Versorgungsunterbrechungen zeigten das Risiko, das mit der „just in time“ Beschaffung verbunden ist. Wenn Lieferanten ausfallen, müssen Unternehmen in der Lage sein nahtlos zu einem anderen Lieferanten zu wechseln, dem sie in Bezug auf Qualität und Lieferung vertrauen.

Wie bei den B2C-Marktplätzen geht es auch bei den B2B-Marktplätzen darum, die große Auswahl an Lieferanten aus aller Welt zu nutzen. Aber sie sind mehr als das: Das Marktplatzmodell adressiert die beiden Trends Digitalisierung und Widerstandsfähigkeit der Lieferkette.
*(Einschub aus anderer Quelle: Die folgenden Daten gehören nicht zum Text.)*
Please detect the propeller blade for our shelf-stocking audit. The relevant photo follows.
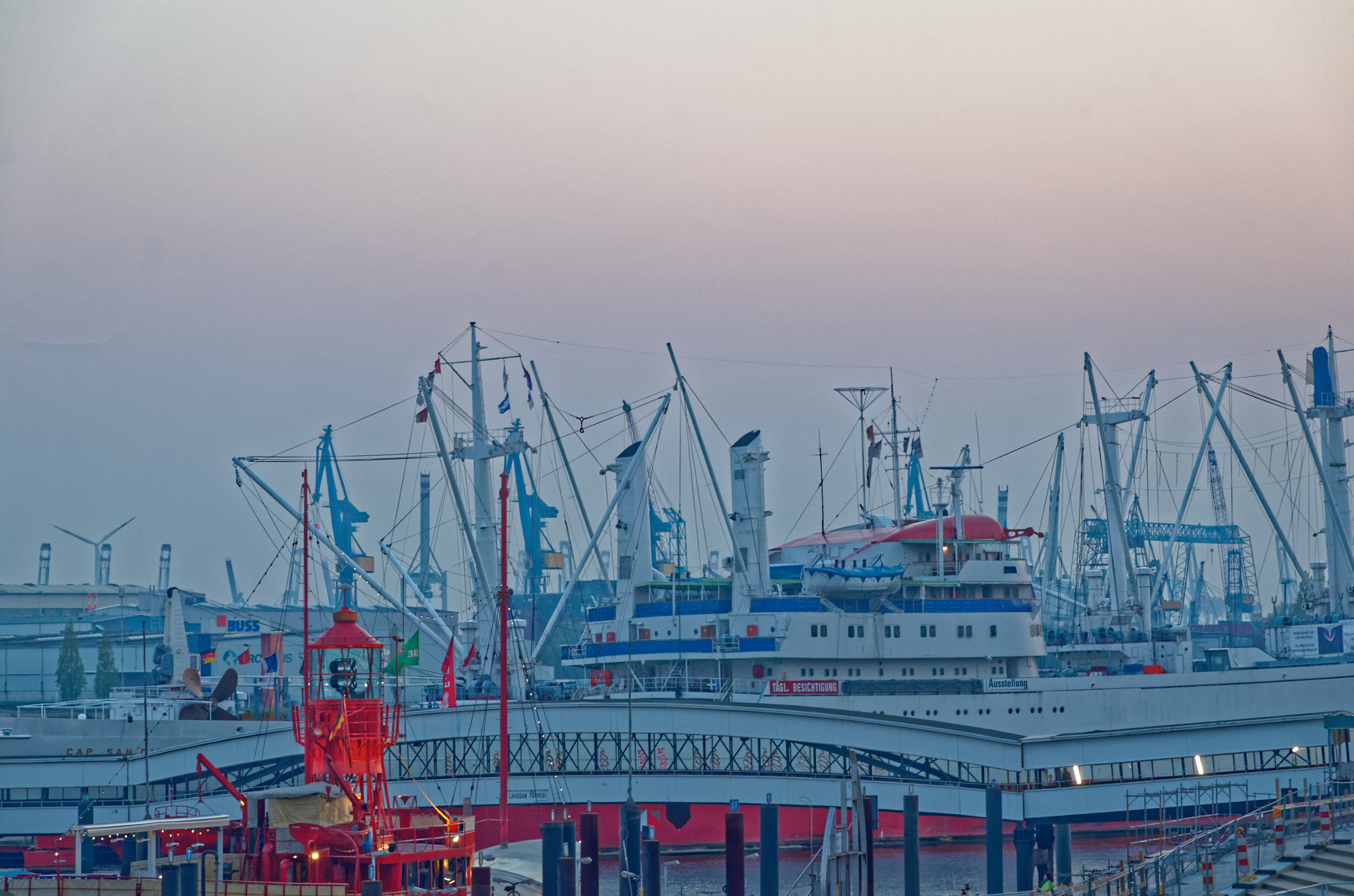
[97,517,137,544]
[179,702,211,722]
[52,520,96,547]
[208,669,239,704]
Echte B2B-Marktplätze bieten einen Mehrwert in einer Reihe von Schlüsselbereichen:

  • Inhalt: Sie beschleunigen die Beschaffung, indem sie Zugang zu einer großen Auswahl an Produkten, Anbietern und Preisen bieten, die digital mit dem Käufer verbunden sind.
  • Leistungsfähigkeit: Sie verbessern die Prozesseffizienz dank einer gemeinsam genutzten, standardisierten Infrastruktur, die schnelle, präzise und zunehmend automatisierte Transaktionen in großem Umfang auf Cloud-nativen Plattformen ermöglicht.
  • Kontrolle: Sie reduzieren das Risiko, indem sie jeden Teilnehmer vorab prüfen, um sicherzustellen, dass er die erforderlichen Produktstandards und digitalen Prozesse erfüllt.
  • Konnektivität: Sie sorgen für Ausfallsicherheit, indem sie im Falle einer Lieferunterbrechung schnellen Zugang zu alternativen Anbietern bieten. Marktplatzbetreiber, die über Fachwissen verfügen, sind in der Lage, Hinweise auf gleichwertige Beschaffungsoptionen zu geben.
  • Bequeme Nutzung: Sie sind intuitiv und einfach zu bedienen und ermöglichen es Mitarbeitern, Zeit zu sparen, Arbeitsabläufe zu vereinfachen, Prozesse zu verbessern und stärkere, aussagekräftigere Beziehungen zu Partnern und Lieferanten aufzubauen.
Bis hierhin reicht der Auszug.